Spanish life is not always likeable but it is compellingly
loveable.
- Christopher Howse: A Pilgrim in Spain.
Here's the
inevitable guide from The Local on your Easter fun options.
Life in
Spain: I went to see my GP yesterday about some minor complaint.
There were 3 doctors on duty at the health centre and, as usual, all
10 patients for each one had been given the same appointment time. So
there were 30 of us there. Me reading my book; 1 or 2 folk on their
phone; 5 or 6 chatting; and the rest staring into the middle
distance. It's the custom of the doctors to shout out the name of the
next person on their list, either from the door of their office or -
in the case of the older ones – from their desks. If there are
no-shows, no one gives a toss and the doctor just moves on down the
list. The first time – years ago - I forgot an appointment, I wrote
an apology. How the doctor must have laughed at my Britishness!
Taxation:
Spain's deadline for income tax declarations (La Renta) is 30
June but the season begins in April, when the Tax Office (La
Hacienda) sends out rebate info to the vast number of people who
are due these. This rest of us can go on line and use a new
program(Renta Web) which replaces the old one(PADRE) to
submit our data. I look forward to dealing with this in the last week
of June. Meanwhile, I'm a tad concerned to read that hackers are now
gaining access to declarations and, thus, to one's account number
and, presumably, to the Hacienda's process for taking money from
this. Nice to know. I must check if we can still make paper
declarations. I used to enjoy doing these . . .
For
reasons which are not entirely clear to me, our local politicians
just love to tinker with the traffic flow. I read a week ago
that Poio council plans to make the main road down to town just one
way – upwards. Which will put the kibosh on my parking practice.

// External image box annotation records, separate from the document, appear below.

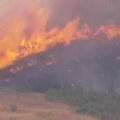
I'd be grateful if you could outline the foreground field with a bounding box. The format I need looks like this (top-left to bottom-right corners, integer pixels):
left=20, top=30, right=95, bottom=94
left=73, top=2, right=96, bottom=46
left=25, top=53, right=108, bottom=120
left=0, top=92, right=97, bottom=120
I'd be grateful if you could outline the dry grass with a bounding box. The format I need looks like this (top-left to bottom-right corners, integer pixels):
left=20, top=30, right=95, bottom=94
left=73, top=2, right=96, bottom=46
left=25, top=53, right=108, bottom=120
left=0, top=92, right=96, bottom=120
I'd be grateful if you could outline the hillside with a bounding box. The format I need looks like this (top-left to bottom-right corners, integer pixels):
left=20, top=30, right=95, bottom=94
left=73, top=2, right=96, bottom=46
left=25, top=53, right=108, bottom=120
left=0, top=38, right=120, bottom=92
left=0, top=91, right=96, bottom=120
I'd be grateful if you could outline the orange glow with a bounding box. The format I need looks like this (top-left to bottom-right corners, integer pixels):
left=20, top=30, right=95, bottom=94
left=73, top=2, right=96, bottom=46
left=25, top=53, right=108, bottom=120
left=0, top=0, right=120, bottom=69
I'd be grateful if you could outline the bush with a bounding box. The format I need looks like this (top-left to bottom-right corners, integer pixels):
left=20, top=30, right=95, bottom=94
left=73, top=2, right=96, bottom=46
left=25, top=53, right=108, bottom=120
left=11, top=105, right=17, bottom=112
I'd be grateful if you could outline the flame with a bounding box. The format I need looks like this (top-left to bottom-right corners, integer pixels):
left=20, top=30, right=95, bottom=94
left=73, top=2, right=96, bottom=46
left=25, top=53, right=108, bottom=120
left=0, top=0, right=120, bottom=71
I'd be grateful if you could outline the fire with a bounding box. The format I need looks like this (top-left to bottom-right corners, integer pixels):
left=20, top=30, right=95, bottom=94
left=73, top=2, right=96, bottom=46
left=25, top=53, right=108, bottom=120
left=0, top=0, right=120, bottom=70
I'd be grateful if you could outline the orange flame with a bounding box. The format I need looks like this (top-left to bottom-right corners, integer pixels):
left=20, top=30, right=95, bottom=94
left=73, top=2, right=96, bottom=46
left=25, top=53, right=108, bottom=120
left=0, top=0, right=120, bottom=70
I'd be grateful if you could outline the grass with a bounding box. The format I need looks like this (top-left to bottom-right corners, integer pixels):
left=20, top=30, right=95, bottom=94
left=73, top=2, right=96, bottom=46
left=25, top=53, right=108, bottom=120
left=0, top=91, right=96, bottom=120
left=47, top=90, right=120, bottom=120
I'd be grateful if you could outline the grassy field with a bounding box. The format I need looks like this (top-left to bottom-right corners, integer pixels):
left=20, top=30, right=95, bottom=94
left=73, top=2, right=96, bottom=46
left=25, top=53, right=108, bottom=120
left=0, top=91, right=97, bottom=120
left=47, top=90, right=120, bottom=120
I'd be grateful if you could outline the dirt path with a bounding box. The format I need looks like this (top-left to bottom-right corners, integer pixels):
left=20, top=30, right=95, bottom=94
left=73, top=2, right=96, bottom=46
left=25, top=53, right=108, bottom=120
left=0, top=92, right=97, bottom=120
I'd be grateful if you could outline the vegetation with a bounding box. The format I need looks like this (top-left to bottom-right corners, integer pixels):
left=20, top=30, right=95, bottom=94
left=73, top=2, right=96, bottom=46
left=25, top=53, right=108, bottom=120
left=47, top=90, right=120, bottom=120
left=11, top=105, right=17, bottom=112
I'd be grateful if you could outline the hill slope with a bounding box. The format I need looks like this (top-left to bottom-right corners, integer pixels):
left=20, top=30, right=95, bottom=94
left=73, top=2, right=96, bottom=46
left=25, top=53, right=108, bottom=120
left=0, top=92, right=96, bottom=120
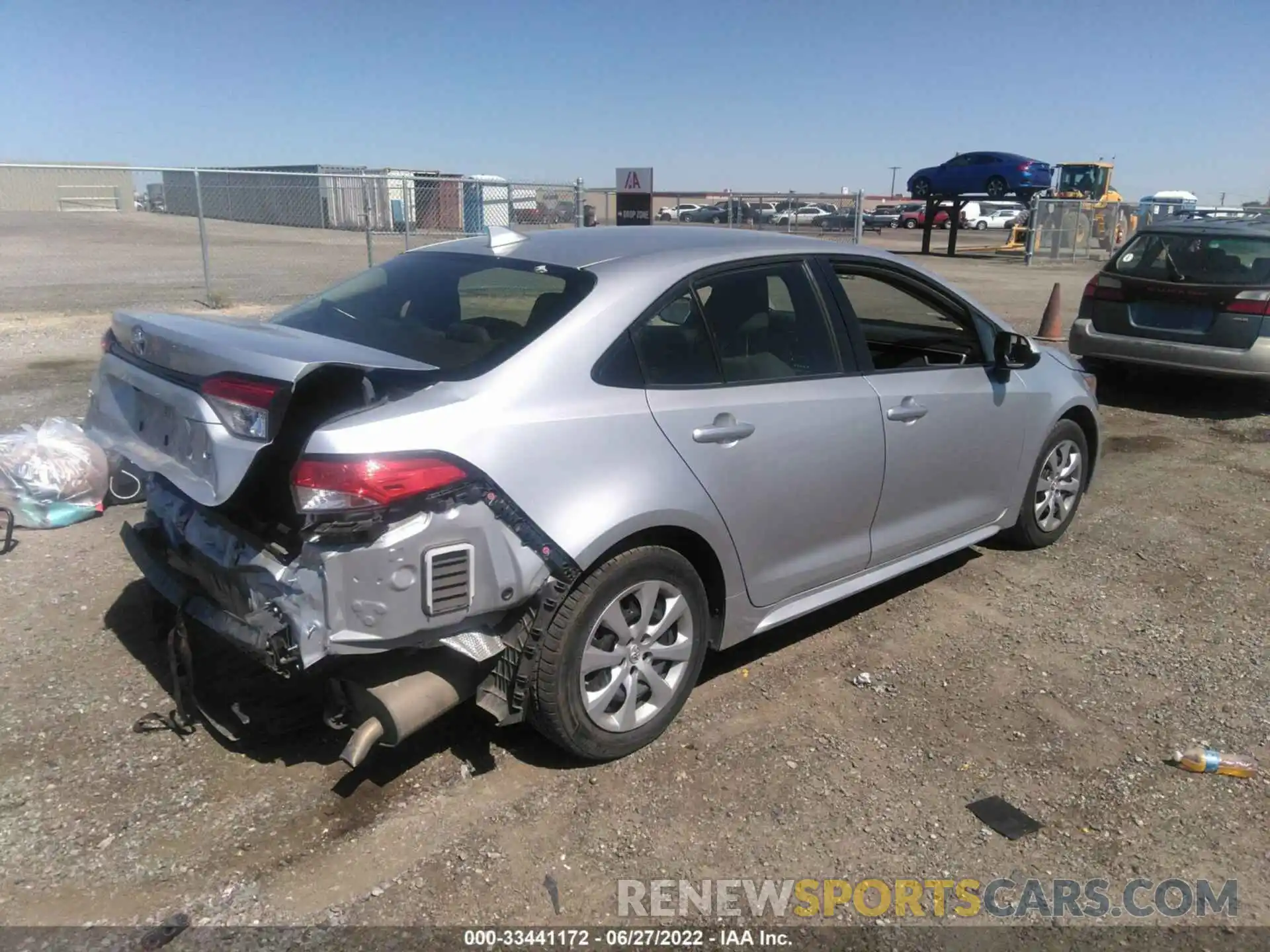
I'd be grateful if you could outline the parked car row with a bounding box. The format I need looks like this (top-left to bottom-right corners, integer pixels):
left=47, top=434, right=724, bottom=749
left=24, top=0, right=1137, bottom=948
left=657, top=198, right=838, bottom=225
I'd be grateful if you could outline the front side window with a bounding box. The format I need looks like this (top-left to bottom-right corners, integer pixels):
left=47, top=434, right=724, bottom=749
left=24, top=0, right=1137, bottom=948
left=273, top=251, right=595, bottom=377
left=834, top=265, right=987, bottom=371
left=695, top=262, right=838, bottom=383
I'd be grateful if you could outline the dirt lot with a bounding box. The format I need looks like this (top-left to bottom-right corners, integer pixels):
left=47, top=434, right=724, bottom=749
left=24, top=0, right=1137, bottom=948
left=0, top=216, right=1270, bottom=926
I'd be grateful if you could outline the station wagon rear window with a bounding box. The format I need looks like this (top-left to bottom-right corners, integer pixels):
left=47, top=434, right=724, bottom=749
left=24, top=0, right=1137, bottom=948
left=1115, top=232, right=1270, bottom=287
left=273, top=251, right=595, bottom=377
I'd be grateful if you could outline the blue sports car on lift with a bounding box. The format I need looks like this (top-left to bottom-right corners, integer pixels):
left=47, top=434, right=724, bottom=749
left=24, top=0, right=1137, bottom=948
left=908, top=152, right=1052, bottom=202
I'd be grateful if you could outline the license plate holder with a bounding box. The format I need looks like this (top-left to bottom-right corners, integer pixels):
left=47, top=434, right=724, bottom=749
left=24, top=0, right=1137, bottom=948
left=1129, top=301, right=1214, bottom=334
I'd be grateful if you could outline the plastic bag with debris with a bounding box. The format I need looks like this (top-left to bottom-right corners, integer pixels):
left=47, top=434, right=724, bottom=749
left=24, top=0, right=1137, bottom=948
left=0, top=416, right=109, bottom=530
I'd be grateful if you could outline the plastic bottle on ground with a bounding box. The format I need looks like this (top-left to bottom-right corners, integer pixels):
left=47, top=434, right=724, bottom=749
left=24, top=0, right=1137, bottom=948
left=1173, top=748, right=1257, bottom=777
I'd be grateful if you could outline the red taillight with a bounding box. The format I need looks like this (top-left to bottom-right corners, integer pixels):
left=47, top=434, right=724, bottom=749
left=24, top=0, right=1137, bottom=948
left=199, top=373, right=286, bottom=440
left=291, top=457, right=468, bottom=513
left=202, top=374, right=282, bottom=410
left=1083, top=274, right=1124, bottom=301
left=1226, top=291, right=1270, bottom=317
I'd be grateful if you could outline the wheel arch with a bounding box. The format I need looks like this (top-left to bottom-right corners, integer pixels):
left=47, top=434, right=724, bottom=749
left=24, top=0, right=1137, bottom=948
left=577, top=523, right=744, bottom=647
left=1058, top=404, right=1100, bottom=489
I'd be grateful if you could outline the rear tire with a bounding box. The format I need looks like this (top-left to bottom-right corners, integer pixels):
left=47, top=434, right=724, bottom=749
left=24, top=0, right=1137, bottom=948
left=1002, top=420, right=1089, bottom=548
left=531, top=546, right=710, bottom=760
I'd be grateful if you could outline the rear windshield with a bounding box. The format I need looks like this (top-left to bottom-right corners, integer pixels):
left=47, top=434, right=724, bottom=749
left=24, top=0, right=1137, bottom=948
left=1115, top=232, right=1270, bottom=286
left=273, top=251, right=595, bottom=377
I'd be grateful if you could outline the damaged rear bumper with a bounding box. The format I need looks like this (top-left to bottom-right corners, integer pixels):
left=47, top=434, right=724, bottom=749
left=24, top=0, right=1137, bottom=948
left=120, top=483, right=550, bottom=672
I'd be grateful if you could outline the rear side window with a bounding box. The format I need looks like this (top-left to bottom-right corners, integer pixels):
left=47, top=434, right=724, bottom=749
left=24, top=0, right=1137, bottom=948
left=695, top=262, right=838, bottom=383
left=1113, top=232, right=1270, bottom=286
left=273, top=251, right=595, bottom=377
left=631, top=287, right=722, bottom=387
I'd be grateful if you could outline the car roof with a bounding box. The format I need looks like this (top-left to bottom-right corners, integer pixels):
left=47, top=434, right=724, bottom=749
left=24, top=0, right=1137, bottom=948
left=1138, top=214, right=1270, bottom=237
left=409, top=226, right=884, bottom=268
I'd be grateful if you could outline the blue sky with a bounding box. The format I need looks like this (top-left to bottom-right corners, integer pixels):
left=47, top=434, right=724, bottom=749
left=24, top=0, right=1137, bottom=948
left=0, top=0, right=1270, bottom=202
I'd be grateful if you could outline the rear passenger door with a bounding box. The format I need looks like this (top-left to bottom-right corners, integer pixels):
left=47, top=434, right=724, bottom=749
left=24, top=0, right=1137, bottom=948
left=635, top=260, right=884, bottom=606
left=829, top=260, right=1037, bottom=565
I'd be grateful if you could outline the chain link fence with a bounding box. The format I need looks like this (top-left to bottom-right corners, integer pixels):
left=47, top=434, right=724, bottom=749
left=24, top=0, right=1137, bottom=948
left=0, top=164, right=584, bottom=309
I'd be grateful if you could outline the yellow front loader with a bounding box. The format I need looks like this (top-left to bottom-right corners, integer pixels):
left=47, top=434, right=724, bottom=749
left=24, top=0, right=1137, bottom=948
left=1006, top=160, right=1138, bottom=251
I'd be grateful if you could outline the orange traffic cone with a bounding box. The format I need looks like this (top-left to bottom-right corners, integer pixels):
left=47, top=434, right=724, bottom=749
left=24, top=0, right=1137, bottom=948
left=1037, top=280, right=1063, bottom=341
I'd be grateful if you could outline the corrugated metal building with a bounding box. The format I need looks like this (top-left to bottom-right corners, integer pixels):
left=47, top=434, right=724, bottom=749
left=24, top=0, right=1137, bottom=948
left=0, top=163, right=136, bottom=212
left=163, top=165, right=392, bottom=231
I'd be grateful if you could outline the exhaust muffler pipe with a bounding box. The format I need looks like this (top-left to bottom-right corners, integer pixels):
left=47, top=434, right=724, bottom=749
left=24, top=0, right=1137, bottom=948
left=339, top=647, right=489, bottom=767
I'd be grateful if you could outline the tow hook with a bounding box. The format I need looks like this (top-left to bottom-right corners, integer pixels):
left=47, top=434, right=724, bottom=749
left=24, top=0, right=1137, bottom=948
left=132, top=608, right=247, bottom=742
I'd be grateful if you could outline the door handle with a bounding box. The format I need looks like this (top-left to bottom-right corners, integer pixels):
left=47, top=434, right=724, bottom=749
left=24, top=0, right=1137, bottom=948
left=692, top=414, right=754, bottom=443
left=886, top=397, right=929, bottom=422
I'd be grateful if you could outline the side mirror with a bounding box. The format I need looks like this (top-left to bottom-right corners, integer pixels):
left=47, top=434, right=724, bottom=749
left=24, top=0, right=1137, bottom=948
left=992, top=330, right=1040, bottom=371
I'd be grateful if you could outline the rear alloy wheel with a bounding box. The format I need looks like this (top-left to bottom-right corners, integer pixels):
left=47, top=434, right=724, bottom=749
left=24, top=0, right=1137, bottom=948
left=1005, top=420, right=1089, bottom=548
left=532, top=546, right=710, bottom=760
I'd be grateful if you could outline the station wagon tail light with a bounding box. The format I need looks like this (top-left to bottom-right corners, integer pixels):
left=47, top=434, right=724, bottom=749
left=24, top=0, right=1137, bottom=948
left=1226, top=291, right=1270, bottom=317
left=199, top=373, right=286, bottom=440
left=291, top=456, right=468, bottom=514
left=1085, top=274, right=1124, bottom=301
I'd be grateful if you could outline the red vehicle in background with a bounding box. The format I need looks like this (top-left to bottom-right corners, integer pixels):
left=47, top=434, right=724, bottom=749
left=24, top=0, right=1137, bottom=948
left=899, top=207, right=949, bottom=229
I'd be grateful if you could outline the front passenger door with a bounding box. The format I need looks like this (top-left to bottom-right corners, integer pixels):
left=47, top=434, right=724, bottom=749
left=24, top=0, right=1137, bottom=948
left=832, top=262, right=1035, bottom=565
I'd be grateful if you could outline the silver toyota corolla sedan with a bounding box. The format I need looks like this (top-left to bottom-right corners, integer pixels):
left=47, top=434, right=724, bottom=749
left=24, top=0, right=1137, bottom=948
left=87, top=229, right=1101, bottom=766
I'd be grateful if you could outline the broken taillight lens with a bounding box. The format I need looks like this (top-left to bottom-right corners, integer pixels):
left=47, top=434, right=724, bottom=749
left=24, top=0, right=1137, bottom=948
left=291, top=457, right=468, bottom=513
left=1226, top=291, right=1270, bottom=317
left=199, top=373, right=286, bottom=440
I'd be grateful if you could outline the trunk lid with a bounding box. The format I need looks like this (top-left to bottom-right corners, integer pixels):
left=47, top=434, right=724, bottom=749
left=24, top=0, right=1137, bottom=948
left=84, top=312, right=436, bottom=505
left=1087, top=225, right=1270, bottom=350
left=1092, top=277, right=1265, bottom=350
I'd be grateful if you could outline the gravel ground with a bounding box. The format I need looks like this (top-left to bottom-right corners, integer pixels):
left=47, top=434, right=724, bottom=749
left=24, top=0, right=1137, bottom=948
left=0, top=222, right=1270, bottom=926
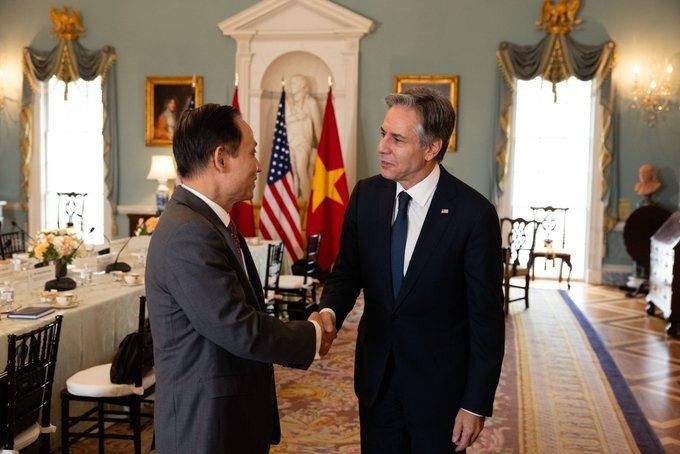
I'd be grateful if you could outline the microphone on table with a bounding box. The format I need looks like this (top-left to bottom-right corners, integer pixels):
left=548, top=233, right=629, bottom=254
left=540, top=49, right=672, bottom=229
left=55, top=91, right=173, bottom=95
left=97, top=234, right=111, bottom=255
left=10, top=221, right=35, bottom=246
left=104, top=237, right=132, bottom=273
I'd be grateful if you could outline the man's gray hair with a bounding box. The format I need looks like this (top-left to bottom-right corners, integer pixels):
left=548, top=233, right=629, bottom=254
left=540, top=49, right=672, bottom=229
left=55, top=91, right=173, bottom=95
left=385, top=87, right=456, bottom=162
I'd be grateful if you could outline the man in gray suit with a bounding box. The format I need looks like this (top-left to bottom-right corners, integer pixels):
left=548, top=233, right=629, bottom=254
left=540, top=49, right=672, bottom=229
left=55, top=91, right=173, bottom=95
left=146, top=104, right=321, bottom=454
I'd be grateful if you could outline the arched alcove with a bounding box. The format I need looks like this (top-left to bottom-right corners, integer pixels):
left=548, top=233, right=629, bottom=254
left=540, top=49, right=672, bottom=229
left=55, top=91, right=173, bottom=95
left=258, top=51, right=333, bottom=198
left=219, top=0, right=373, bottom=201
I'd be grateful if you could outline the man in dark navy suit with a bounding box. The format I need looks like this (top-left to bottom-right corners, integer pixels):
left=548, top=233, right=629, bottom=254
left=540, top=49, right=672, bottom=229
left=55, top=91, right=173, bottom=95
left=321, top=88, right=504, bottom=454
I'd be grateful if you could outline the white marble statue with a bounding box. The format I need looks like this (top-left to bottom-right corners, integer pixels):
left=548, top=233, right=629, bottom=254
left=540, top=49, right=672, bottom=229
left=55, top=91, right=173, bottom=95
left=286, top=74, right=321, bottom=199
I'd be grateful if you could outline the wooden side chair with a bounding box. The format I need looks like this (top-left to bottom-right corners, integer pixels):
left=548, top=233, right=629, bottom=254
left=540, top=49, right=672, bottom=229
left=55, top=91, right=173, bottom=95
left=531, top=206, right=572, bottom=289
left=0, top=232, right=26, bottom=260
left=57, top=192, right=87, bottom=232
left=61, top=296, right=156, bottom=454
left=0, top=315, right=62, bottom=454
left=263, top=241, right=284, bottom=315
left=276, top=233, right=321, bottom=319
left=501, top=218, right=537, bottom=314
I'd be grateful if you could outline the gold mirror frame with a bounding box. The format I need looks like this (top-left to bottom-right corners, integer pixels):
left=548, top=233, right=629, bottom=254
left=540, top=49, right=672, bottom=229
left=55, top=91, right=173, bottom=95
left=394, top=75, right=460, bottom=151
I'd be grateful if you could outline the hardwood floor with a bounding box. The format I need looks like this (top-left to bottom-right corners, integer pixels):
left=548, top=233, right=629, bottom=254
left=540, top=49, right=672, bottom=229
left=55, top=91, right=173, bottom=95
left=534, top=280, right=680, bottom=453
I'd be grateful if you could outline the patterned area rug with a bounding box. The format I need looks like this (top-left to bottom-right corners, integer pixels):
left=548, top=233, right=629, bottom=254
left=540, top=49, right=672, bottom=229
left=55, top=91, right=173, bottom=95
left=509, top=290, right=662, bottom=453
left=65, top=290, right=660, bottom=454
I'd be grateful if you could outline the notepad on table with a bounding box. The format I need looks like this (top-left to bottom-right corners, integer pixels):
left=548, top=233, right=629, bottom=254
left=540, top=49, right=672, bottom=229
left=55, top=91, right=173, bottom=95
left=7, top=306, right=54, bottom=320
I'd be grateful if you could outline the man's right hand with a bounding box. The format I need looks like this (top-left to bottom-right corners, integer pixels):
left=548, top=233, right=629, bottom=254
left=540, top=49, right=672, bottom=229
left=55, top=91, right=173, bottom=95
left=319, top=311, right=338, bottom=356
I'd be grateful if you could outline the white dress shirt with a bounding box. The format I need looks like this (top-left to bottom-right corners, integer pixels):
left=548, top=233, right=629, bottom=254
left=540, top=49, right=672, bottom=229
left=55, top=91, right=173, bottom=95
left=182, top=184, right=321, bottom=359
left=392, top=165, right=441, bottom=275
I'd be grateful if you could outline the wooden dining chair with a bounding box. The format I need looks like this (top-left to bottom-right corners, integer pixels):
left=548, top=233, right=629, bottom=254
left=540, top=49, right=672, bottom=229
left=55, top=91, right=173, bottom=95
left=263, top=241, right=284, bottom=315
left=61, top=296, right=156, bottom=454
left=276, top=233, right=322, bottom=319
left=0, top=315, right=62, bottom=454
left=501, top=218, right=537, bottom=314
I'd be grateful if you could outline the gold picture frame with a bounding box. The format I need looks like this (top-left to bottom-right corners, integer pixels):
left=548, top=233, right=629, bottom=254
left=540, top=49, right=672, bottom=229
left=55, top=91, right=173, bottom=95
left=146, top=76, right=203, bottom=147
left=394, top=75, right=460, bottom=151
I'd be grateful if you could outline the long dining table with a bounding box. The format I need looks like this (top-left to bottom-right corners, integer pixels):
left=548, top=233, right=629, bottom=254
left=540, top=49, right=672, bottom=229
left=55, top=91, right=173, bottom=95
left=0, top=257, right=145, bottom=448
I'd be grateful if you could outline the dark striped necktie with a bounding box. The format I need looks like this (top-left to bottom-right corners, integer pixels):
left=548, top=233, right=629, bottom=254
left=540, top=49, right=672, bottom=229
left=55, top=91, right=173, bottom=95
left=391, top=191, right=411, bottom=300
left=227, top=220, right=245, bottom=268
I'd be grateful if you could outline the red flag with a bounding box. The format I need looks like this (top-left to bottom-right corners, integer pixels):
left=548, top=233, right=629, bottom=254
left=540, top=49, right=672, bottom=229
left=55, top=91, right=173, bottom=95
left=231, top=87, right=241, bottom=112
left=260, top=90, right=303, bottom=262
left=307, top=88, right=349, bottom=271
left=229, top=87, right=255, bottom=236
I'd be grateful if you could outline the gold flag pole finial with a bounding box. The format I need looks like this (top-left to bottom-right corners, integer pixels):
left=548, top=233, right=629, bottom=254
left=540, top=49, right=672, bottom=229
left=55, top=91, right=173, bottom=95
left=50, top=6, right=85, bottom=41
left=536, top=0, right=583, bottom=35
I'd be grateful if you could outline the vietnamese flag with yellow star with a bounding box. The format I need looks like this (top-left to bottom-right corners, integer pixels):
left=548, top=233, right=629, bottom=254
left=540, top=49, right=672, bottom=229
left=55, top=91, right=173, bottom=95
left=307, top=88, right=349, bottom=271
left=229, top=85, right=255, bottom=237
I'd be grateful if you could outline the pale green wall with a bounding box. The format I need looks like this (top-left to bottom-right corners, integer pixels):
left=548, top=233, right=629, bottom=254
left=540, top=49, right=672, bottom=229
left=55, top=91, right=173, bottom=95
left=0, top=0, right=680, bottom=263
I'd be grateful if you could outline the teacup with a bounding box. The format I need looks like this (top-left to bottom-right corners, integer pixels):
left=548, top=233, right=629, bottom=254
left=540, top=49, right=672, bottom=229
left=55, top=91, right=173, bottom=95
left=123, top=273, right=142, bottom=284
left=54, top=293, right=76, bottom=306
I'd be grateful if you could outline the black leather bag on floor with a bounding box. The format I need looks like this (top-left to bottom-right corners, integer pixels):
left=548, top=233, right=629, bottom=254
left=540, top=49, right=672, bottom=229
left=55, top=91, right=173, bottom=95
left=110, top=330, right=153, bottom=385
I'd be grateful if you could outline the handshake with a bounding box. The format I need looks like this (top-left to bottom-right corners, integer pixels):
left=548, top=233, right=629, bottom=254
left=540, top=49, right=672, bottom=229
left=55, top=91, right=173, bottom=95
left=308, top=311, right=338, bottom=356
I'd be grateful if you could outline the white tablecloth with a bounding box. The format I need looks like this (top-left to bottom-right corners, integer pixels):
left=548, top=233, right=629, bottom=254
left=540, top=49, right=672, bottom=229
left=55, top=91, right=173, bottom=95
left=0, top=257, right=144, bottom=448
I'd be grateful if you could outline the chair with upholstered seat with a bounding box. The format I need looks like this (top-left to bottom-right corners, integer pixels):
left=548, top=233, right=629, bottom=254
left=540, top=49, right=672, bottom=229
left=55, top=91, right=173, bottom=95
left=0, top=232, right=26, bottom=260
left=263, top=241, right=283, bottom=315
left=61, top=296, right=156, bottom=454
left=531, top=206, right=572, bottom=289
left=501, top=218, right=537, bottom=314
left=57, top=192, right=87, bottom=231
left=276, top=233, right=321, bottom=319
left=0, top=315, right=62, bottom=454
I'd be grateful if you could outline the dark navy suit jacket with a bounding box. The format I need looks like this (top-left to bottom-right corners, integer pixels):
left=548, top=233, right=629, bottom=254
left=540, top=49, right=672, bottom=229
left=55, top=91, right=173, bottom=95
left=321, top=167, right=505, bottom=418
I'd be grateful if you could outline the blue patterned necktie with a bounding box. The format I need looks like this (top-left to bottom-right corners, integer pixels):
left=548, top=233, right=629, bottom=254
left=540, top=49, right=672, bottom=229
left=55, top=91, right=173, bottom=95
left=391, top=191, right=411, bottom=300
left=227, top=219, right=246, bottom=269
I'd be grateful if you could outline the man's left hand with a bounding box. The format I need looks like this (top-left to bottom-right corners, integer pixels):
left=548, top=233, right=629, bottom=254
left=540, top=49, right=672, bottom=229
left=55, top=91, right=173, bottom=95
left=451, top=408, right=484, bottom=452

And when I left the health centre yesterday, I found that my exit road was now
one-way. I then had to weave my way through narrow lanes for 5-10
minutes until I found myself on the coast road, heading west for
Sanxenxo. Which is not exactly what I'd planned. Irritating. But I'll
know next time.
Nutters
Corner:
- Bryan Fischer again: God invented the rainbow. It’s His thing. He put it in the sky as a promise that he would never again destroy the earth through a flood. Are you listening Al Gore? Yu do not need to worry about the planet being destroyed by floodwaters. Why? Because God has put His rainbow in the sky to let you and everybody else know, ‘I’m never going to do that again.’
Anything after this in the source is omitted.